Not that they could stay at Kingston’s until Halloween. It was one thing to get it by him that she was Fae for a few days. But he’d surely notice her ears, if not the mechanics of her magic, if they were here longer than that.

Even though she would have loved to avoid the bond for that long.

“Fine. Fine,” Kingston said as he gestured for them to head back out of the tube. “You need to take back control of your city, but the convocation is a good thing.”

“The monsters killed Nate,” Kierse argued. “They aren’t going to listen to anyone else if they’re willing to kill an elected representative.”

“That was unnecessary, but monsters should be allowed to rule themselves.”

“They did that, and it resulted in a ten-year war. I’ll avoid it again if I can,” Graves said.

“Yes, but you care about the humans.”

Graves shrugged. “I care about the health of my city. Humans live in it as much as the monsters.”

“That is where you and I have always differed.” They walked along the park and back toward Kingston’s home even though he could have easily portaled them over there if he wanted.
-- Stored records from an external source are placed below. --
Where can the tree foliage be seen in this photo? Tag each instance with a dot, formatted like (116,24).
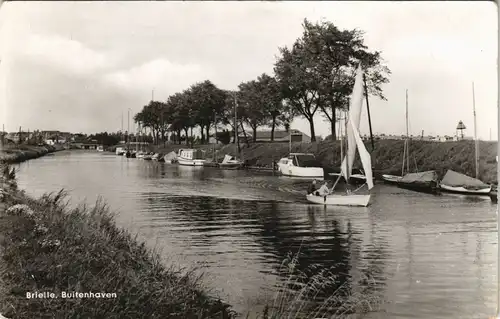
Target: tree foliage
(318,71)
(314,75)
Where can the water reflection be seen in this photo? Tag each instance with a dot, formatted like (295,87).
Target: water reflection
(428,257)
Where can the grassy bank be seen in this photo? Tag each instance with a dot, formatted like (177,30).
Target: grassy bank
(47,247)
(20,153)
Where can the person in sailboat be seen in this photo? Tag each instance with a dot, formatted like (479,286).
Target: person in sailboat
(323,190)
(312,187)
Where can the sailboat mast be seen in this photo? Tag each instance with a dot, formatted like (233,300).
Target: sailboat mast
(368,109)
(128,130)
(407,137)
(476,142)
(341,138)
(347,148)
(235,125)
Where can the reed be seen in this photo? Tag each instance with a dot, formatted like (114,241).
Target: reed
(295,296)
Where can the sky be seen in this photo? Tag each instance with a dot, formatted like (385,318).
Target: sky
(78,66)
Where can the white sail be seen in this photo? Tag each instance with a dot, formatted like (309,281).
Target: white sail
(366,160)
(355,107)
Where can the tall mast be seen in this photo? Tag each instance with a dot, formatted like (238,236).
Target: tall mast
(368,109)
(128,130)
(235,124)
(407,137)
(347,147)
(215,135)
(341,138)
(476,157)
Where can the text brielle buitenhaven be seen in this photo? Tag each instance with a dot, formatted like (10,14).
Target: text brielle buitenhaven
(70,295)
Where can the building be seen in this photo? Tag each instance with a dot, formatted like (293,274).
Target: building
(280,136)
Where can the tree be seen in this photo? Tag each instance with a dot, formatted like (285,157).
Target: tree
(270,101)
(327,57)
(298,85)
(208,102)
(253,105)
(181,114)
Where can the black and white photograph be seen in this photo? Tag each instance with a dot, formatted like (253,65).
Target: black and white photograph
(248,159)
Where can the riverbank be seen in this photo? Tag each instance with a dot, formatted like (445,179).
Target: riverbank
(19,153)
(386,157)
(48,248)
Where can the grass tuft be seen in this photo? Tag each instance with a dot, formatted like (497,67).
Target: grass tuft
(295,296)
(47,247)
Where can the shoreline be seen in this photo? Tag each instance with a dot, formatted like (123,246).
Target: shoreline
(386,156)
(14,154)
(49,248)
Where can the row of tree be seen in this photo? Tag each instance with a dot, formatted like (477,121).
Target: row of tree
(315,75)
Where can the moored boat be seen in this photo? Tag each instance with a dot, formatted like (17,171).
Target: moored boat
(119,151)
(170,158)
(493,194)
(158,157)
(230,162)
(190,157)
(301,165)
(458,183)
(424,182)
(391,179)
(356,178)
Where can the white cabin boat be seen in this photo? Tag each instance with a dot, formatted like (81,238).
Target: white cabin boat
(119,151)
(170,158)
(454,182)
(301,165)
(190,157)
(230,162)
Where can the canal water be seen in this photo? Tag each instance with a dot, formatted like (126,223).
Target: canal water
(412,255)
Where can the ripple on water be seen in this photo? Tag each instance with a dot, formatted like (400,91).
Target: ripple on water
(429,256)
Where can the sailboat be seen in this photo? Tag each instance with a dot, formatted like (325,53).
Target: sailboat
(458,183)
(231,162)
(426,182)
(351,198)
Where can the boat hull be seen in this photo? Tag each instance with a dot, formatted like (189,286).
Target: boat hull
(308,172)
(190,162)
(465,191)
(494,196)
(428,188)
(356,179)
(354,200)
(230,165)
(391,179)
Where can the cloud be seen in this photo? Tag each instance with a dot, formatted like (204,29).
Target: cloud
(158,74)
(62,53)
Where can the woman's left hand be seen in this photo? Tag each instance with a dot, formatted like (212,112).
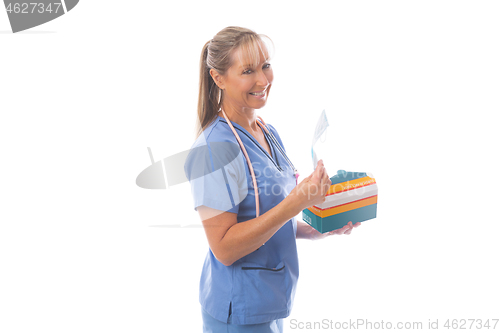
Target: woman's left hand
(314,234)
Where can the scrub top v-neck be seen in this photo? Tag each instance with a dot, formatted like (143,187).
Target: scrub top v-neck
(259,287)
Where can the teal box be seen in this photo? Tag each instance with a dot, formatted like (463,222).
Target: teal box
(352,197)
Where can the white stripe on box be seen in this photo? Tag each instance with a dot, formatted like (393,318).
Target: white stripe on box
(349,196)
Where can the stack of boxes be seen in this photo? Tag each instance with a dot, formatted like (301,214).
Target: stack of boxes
(351,197)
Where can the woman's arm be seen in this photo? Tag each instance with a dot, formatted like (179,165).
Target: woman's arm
(230,241)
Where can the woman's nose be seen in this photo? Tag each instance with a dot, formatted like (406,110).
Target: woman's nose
(263,80)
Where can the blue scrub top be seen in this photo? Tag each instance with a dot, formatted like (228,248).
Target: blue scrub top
(259,287)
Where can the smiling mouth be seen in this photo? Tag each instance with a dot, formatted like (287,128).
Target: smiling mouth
(258,93)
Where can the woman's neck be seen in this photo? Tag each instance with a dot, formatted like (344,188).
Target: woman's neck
(246,118)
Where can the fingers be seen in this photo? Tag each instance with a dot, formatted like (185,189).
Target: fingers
(345,230)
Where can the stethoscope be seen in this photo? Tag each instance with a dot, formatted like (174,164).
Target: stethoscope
(254,180)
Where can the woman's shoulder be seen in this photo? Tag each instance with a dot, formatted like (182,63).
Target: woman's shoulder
(216,132)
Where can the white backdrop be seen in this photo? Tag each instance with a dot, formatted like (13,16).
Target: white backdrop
(411,92)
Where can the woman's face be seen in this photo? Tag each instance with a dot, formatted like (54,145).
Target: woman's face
(246,86)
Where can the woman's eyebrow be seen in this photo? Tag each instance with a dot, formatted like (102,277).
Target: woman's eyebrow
(250,65)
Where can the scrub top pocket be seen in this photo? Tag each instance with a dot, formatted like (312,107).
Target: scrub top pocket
(261,286)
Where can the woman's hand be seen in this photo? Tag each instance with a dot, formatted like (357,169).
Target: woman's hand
(312,189)
(304,230)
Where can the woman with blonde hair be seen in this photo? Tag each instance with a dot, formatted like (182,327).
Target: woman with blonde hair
(246,192)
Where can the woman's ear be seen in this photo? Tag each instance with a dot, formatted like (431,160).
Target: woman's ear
(218,79)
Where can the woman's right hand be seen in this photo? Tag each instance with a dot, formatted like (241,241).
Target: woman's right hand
(312,189)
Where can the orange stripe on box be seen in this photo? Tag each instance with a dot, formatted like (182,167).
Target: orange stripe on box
(344,207)
(350,185)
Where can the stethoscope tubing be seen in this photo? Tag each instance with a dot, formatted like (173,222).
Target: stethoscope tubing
(252,173)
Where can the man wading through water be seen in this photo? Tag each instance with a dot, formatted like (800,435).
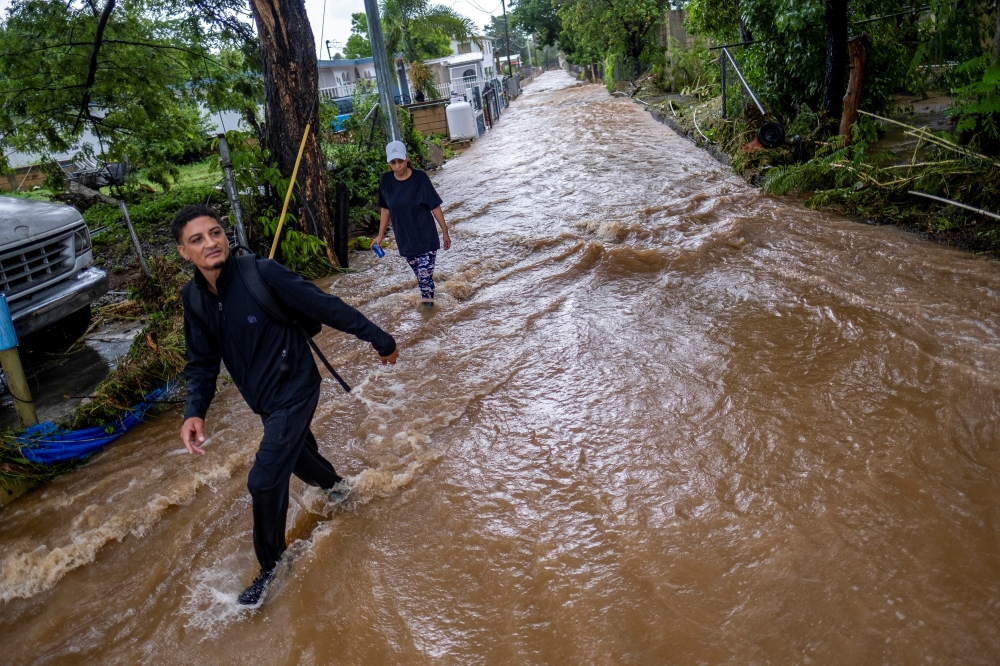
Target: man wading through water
(272,366)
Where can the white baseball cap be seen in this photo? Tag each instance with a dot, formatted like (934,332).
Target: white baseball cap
(395,150)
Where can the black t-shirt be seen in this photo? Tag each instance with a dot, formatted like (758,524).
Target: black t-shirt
(410,203)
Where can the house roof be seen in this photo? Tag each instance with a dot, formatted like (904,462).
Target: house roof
(455,60)
(345,63)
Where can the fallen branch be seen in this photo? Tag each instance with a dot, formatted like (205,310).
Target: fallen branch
(955,203)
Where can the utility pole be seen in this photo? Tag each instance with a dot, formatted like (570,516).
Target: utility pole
(506,32)
(383,74)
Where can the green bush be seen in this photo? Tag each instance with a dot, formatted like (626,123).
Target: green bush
(150,211)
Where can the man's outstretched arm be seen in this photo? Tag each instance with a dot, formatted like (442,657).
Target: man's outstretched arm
(307,299)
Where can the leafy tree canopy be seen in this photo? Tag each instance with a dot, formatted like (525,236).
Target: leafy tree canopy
(358,45)
(786,64)
(537,17)
(137,73)
(593,28)
(409,26)
(518,38)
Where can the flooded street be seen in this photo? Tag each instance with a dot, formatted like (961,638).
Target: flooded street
(657,418)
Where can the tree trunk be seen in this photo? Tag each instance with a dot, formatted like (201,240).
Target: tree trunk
(996,38)
(860,46)
(836,55)
(291,101)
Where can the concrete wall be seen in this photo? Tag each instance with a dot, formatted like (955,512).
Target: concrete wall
(429,117)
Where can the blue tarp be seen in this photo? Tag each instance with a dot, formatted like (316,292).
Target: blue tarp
(45,443)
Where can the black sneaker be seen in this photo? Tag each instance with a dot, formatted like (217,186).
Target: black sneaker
(340,492)
(255,593)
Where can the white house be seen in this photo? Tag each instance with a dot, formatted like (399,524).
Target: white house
(337,78)
(468,65)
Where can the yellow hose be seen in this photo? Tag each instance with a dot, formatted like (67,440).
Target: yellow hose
(288,194)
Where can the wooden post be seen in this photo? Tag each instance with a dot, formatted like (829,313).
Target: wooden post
(859,48)
(342,223)
(229,179)
(135,238)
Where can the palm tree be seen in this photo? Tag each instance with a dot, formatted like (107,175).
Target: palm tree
(401,18)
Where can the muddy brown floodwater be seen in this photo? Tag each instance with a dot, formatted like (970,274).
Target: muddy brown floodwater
(657,418)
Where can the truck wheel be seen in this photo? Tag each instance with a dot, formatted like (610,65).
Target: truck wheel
(61,334)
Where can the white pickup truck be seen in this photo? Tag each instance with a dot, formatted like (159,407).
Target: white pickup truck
(46,269)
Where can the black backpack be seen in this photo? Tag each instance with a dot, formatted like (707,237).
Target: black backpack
(264,297)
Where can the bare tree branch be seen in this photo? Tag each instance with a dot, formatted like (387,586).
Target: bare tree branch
(92,69)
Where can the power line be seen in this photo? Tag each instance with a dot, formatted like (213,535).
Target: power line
(476,5)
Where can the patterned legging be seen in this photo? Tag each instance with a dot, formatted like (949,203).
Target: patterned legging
(423,268)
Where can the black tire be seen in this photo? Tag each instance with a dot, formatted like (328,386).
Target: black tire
(771,135)
(61,334)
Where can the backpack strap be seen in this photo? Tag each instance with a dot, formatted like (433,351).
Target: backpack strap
(261,293)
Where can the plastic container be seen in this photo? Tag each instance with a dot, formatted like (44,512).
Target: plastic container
(461,120)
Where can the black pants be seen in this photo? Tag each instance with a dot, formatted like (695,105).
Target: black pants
(288,447)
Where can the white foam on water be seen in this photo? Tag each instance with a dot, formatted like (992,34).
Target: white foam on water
(26,573)
(211,603)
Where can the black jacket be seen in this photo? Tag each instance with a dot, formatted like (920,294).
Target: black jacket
(270,363)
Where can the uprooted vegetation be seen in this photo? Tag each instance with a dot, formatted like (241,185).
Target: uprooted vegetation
(858,178)
(156,356)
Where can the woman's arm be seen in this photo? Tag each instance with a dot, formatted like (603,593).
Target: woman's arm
(439,216)
(382,226)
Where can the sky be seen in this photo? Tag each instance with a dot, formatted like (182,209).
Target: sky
(336,25)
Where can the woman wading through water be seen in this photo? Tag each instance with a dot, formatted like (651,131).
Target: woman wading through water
(409,197)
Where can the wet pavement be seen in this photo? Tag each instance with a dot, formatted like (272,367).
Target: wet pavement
(656,417)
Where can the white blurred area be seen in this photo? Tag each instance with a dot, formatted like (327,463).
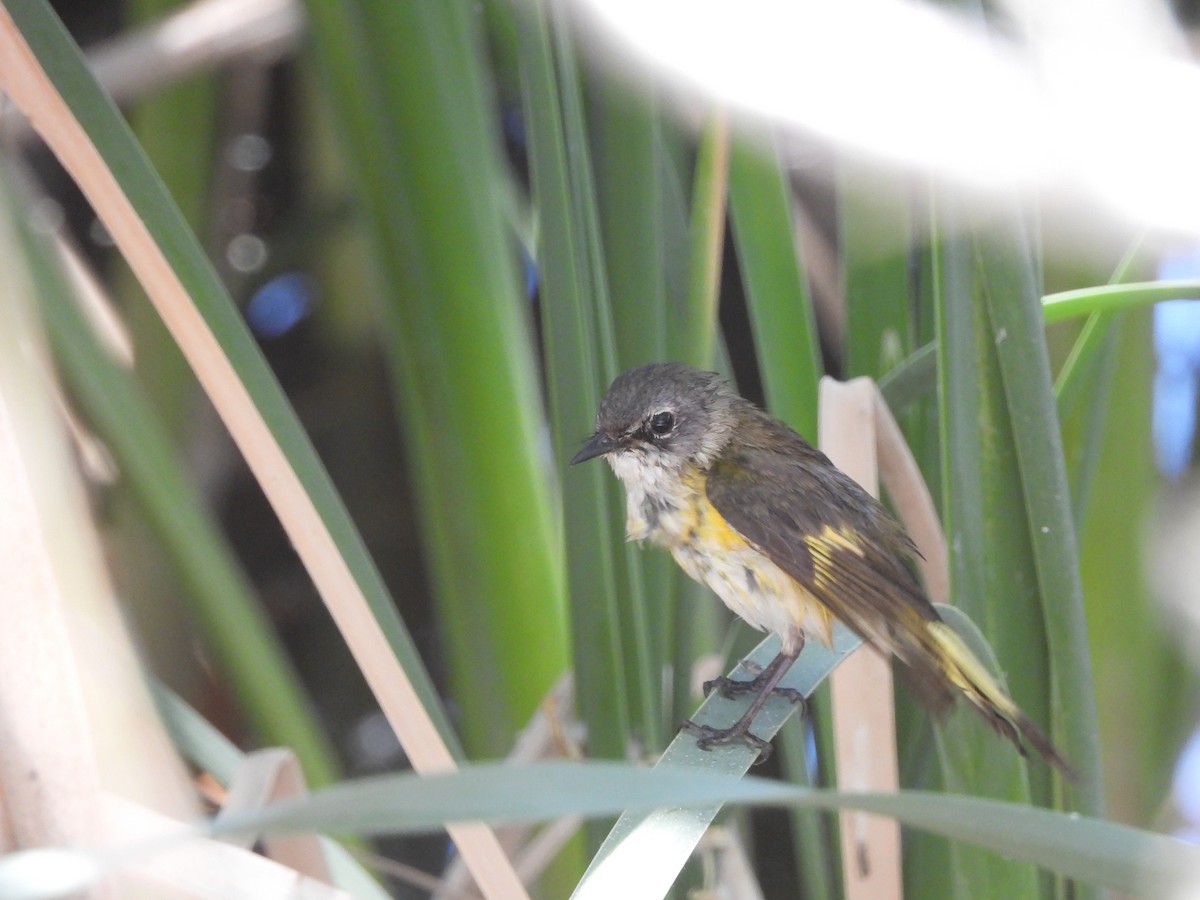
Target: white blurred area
(1095,99)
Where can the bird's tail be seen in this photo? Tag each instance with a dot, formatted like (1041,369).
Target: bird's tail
(969,675)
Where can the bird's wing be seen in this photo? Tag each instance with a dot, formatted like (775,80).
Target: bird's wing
(833,538)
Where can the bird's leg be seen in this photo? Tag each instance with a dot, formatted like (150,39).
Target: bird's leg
(736,687)
(765,683)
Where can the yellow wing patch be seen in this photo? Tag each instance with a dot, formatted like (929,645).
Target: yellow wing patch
(822,546)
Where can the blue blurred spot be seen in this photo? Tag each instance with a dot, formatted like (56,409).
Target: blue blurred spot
(1186,783)
(531,273)
(280,305)
(1177,348)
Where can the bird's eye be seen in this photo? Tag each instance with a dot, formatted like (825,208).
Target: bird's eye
(661,424)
“Humans are a lesser species. It is why my company remains with monsters. All the rest who get in my way,” he waved his hand, “matter little.”

“I find most monsters more irritating than most humans.”

“You find most people irritating—monster or otherwise,” Kingston said on a laugh. “Well, until this one.”

Kierse shrugged. “I thought I was human a long time. I don’t want them to suffer.”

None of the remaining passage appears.